Kochi-based agri-tech company sets up hydroponic farms for restaurants and resorts. Tonico Cafe in Kakkanad, Kochi, gets fresh basil, kale and cilantro from a garden on its own walls. The cafe, popular for its pastas and soups, turned to hydroponic farming a few months ago, in order to produce its own supplies. “We need a lot of basil for our signature pesto sauce. Good quality basil is difficult to procure in the State and we decided to grow our own,” says Tony Jose, founder and CEO of Tonico. Tony now gets a steady supply of basil from his vertical garden.
“In between successive lockdowns, restaurants and resorts found it extremely difficult to find good quality veggies. Now, there is a growing interest among restaurant owners who want to set up their own hydroponic farms to become self-sufficient,” says Ashwin Ramachandran, founder and CEO PlantMe Agro Solutions, a Kochi-based agri-tech startup, which has been setting up hydroponic vegetable and fruit gardens for commercial establishments across the State.
Started by Ashwin, Nithin Kumar, Parvathy Sasikumar and Akhila Ramdas, a year-and-a-half ago, PlantMe aims at educating and encouraging more businesses to grow their own greens. “The idea is to make people aware of the importance of eating clean, sustainable food,” says Ashwin.
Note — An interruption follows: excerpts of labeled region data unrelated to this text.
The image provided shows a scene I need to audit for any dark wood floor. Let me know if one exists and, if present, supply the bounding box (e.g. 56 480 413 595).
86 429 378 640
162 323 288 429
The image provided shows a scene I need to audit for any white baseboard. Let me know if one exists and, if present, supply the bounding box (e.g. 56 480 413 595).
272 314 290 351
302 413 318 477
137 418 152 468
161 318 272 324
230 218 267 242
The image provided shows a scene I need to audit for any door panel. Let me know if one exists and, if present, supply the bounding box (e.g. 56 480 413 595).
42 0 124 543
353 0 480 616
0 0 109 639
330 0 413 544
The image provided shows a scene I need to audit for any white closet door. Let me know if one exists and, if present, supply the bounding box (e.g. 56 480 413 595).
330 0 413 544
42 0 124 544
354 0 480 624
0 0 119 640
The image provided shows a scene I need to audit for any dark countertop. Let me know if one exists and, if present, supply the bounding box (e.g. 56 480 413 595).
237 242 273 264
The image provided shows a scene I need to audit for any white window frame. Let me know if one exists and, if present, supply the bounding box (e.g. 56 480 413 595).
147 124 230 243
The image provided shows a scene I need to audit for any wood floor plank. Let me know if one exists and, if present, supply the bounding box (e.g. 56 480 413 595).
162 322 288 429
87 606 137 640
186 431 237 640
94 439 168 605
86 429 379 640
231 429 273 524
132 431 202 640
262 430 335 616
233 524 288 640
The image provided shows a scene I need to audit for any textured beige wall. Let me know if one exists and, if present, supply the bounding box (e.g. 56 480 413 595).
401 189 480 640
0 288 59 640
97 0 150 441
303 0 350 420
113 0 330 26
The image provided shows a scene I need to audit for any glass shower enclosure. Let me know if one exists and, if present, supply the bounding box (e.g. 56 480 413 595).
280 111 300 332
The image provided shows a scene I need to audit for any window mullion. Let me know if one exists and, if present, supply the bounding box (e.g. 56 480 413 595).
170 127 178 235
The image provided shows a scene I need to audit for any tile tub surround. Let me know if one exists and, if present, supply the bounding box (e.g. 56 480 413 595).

Elixir Hills, a resort in Munnar, recently set up a poly house for hydroponic farming on 2,000 sq.ft, yielding large bounties of cherry tomatoes, cucumber, peppers and strawberries, which take care of most of its kitchen needs. Though these vegetables and fruits do grow Munnar, which is cooler than other parts of Kerala, the yield is usually susceptible to the vagaries of weather. “By setting up a protected environment and not using pesticides, we are looking at a long term goal of achieving food security,” says Luke Stephen, managing director of Elixir.